Nigerians may soon pay more for one of the most basic banking tools — the ATM card — following a proposed revision of charges across the financial system by the Central Bank of Nigeria (CBN).
In its exposure draft for the 2026 Guide to Charges, the apex bank proposed a ₦1,500 fee for the issuance and replacement of ATM debit cards, representing a 50 per cent increase from the ₦1,000 benchmark in place since 2020.
The adjustment, scheduled to take effect from May 1, 2026, signals a shift in how everyday banking costs are structured, particularly for services widely used by millions of Nigerians.
Beyond the increase, the review reflects a broader policy direction. According to the CBN, the revised charges are part of efforts to modernise the financial ecosystem, promote innovation, and expand digital transactions — especially in low-value payments where financial inclusion remains critical.
The document, signed by Rita I. Sike, Director of the Financial Policy and Regulation Department, introduces a more flexible pricing framework. While standard debit and credit cards will attract a fixed ₦1,500 fee, premium cards will be subject to negotiable pricing, creating a new dynamic between banks and customers.

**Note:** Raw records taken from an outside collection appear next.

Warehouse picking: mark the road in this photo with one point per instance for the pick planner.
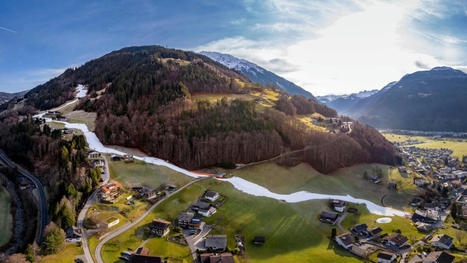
(82, 214)
(43, 210)
(126, 227)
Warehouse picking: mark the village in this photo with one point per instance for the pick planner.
(443, 179)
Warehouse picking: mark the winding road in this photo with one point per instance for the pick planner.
(82, 214)
(43, 210)
(126, 227)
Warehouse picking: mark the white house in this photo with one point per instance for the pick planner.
(386, 257)
(442, 241)
(112, 222)
(207, 213)
(94, 155)
(211, 196)
(345, 240)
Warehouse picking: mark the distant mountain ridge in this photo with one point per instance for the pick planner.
(430, 100)
(257, 73)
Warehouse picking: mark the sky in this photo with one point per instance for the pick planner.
(325, 46)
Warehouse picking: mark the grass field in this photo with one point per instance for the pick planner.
(6, 223)
(293, 231)
(146, 174)
(66, 255)
(81, 116)
(459, 148)
(350, 181)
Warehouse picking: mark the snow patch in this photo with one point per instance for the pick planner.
(257, 190)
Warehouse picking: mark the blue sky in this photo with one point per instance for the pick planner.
(328, 46)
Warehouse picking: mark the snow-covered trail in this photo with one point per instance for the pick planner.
(237, 182)
(257, 190)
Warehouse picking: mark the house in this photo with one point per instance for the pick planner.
(259, 240)
(337, 205)
(160, 227)
(203, 208)
(135, 258)
(439, 257)
(111, 222)
(429, 216)
(376, 231)
(442, 241)
(211, 195)
(73, 234)
(395, 240)
(362, 250)
(97, 163)
(385, 257)
(184, 219)
(328, 217)
(361, 230)
(345, 240)
(216, 258)
(94, 155)
(216, 242)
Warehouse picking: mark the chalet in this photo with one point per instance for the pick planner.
(135, 258)
(376, 232)
(395, 240)
(328, 217)
(211, 196)
(109, 192)
(259, 240)
(442, 241)
(361, 230)
(337, 205)
(73, 234)
(216, 258)
(184, 219)
(216, 242)
(345, 240)
(429, 216)
(111, 222)
(386, 257)
(94, 155)
(160, 228)
(97, 163)
(439, 257)
(203, 208)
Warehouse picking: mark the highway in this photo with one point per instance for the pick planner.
(43, 210)
(126, 227)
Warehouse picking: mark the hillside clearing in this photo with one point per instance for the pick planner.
(6, 223)
(139, 172)
(287, 180)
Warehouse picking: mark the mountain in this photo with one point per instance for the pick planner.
(4, 96)
(345, 103)
(431, 100)
(257, 73)
(195, 112)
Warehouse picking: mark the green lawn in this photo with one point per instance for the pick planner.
(303, 177)
(66, 255)
(6, 223)
(146, 174)
(293, 231)
(398, 223)
(459, 148)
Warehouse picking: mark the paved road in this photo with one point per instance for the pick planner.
(82, 214)
(43, 210)
(126, 227)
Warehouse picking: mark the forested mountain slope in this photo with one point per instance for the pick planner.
(186, 108)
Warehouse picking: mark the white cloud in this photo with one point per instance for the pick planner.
(362, 50)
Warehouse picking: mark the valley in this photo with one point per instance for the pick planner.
(308, 193)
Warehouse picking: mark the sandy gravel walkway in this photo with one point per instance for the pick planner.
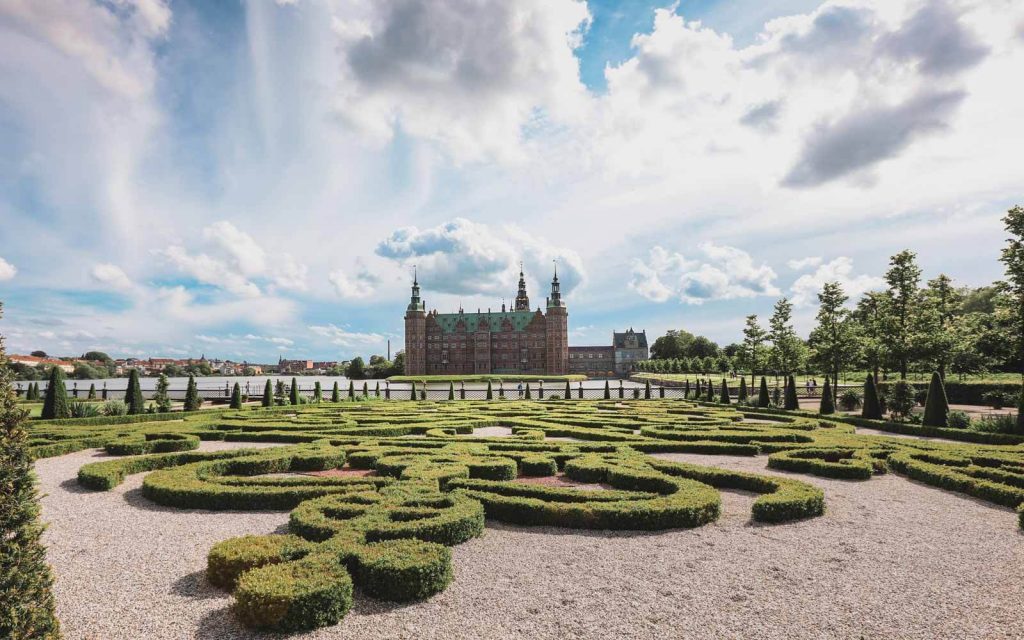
(891, 559)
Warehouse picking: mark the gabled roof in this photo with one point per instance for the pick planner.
(519, 320)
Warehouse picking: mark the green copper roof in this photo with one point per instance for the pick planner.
(519, 320)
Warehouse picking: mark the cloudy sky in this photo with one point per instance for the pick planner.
(249, 179)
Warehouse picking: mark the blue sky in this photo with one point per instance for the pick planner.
(254, 179)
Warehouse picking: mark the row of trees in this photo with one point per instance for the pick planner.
(905, 327)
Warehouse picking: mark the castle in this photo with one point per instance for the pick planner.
(516, 341)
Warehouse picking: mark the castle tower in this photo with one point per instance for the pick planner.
(521, 299)
(416, 333)
(556, 321)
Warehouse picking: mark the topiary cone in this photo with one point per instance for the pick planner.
(872, 406)
(936, 406)
(827, 401)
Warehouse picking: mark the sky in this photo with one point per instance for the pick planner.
(255, 179)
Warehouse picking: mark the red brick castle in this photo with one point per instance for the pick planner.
(517, 341)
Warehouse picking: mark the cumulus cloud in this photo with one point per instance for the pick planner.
(7, 270)
(799, 264)
(111, 275)
(865, 137)
(466, 257)
(806, 288)
(345, 338)
(722, 273)
(236, 262)
(468, 74)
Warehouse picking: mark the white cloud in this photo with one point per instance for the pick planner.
(471, 75)
(7, 270)
(111, 275)
(723, 273)
(344, 338)
(806, 288)
(466, 257)
(799, 264)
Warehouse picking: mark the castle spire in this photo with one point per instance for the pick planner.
(521, 299)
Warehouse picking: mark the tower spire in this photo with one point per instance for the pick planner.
(521, 299)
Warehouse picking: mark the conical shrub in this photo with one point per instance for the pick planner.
(55, 403)
(267, 394)
(936, 406)
(193, 398)
(827, 401)
(764, 400)
(792, 403)
(872, 404)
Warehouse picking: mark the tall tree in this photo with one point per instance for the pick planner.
(133, 396)
(55, 402)
(753, 349)
(28, 609)
(1013, 287)
(902, 278)
(834, 340)
(786, 349)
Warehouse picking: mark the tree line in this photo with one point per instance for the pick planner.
(908, 326)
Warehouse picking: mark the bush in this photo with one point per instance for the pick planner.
(850, 400)
(958, 420)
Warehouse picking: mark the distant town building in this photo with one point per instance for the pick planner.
(510, 341)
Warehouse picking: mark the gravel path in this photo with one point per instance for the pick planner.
(891, 559)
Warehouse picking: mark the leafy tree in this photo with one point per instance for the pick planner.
(55, 402)
(764, 400)
(28, 611)
(827, 399)
(193, 399)
(834, 340)
(160, 397)
(871, 408)
(133, 395)
(1012, 288)
(936, 406)
(752, 354)
(236, 396)
(792, 402)
(268, 393)
(899, 337)
(786, 351)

This marks a departure from the 2020 guideline, which standardised ATM card fees at ₦1,000 across all categories, covering issuance, replacement, and renewal.
The draft also strengthens consumer protection measures. Financial institutions will be required to clearly inform customers when charges are negotiable and ensure that fee agreements are reached transparently. All charges must remain within defined regulatory limits, reinforcing accountability.
In addition, the CBN clarified its position on low-balance accounts. Customers will not be charged beyond available funds; instead, pending charges will be deferred until sufficient balance exists, and such deferred fees will not attract interest.
The proposed framework applies broadly across the financial sector, including commercial banks, merchant banks, microfinance institutions, mobile money operators, and mortgage banks under the CBN’s regulatory oversight.
For the regulator, the objective is to create a more transparent, structured, and competitive financial system that reflects evolving realities — particularly the growth of digital banking and emerging financial service providers.
However, for many Nigerians, the immediate concern is the impact on daily costs. Amid rising living expenses, even a modest increase in ATM card fees could be significant, especially for customers who frequently replace or renew their cards.
The CBN has opened the draft for public input, inviting stakeholders to submit feedback before May 8, 2026.
If adopted, the new guide will replace the 2020 framework and redefine banking charges in Nigeria. For now, the proposal remains under review — but it has already sparked renewed debate over the cost of banking services in the country.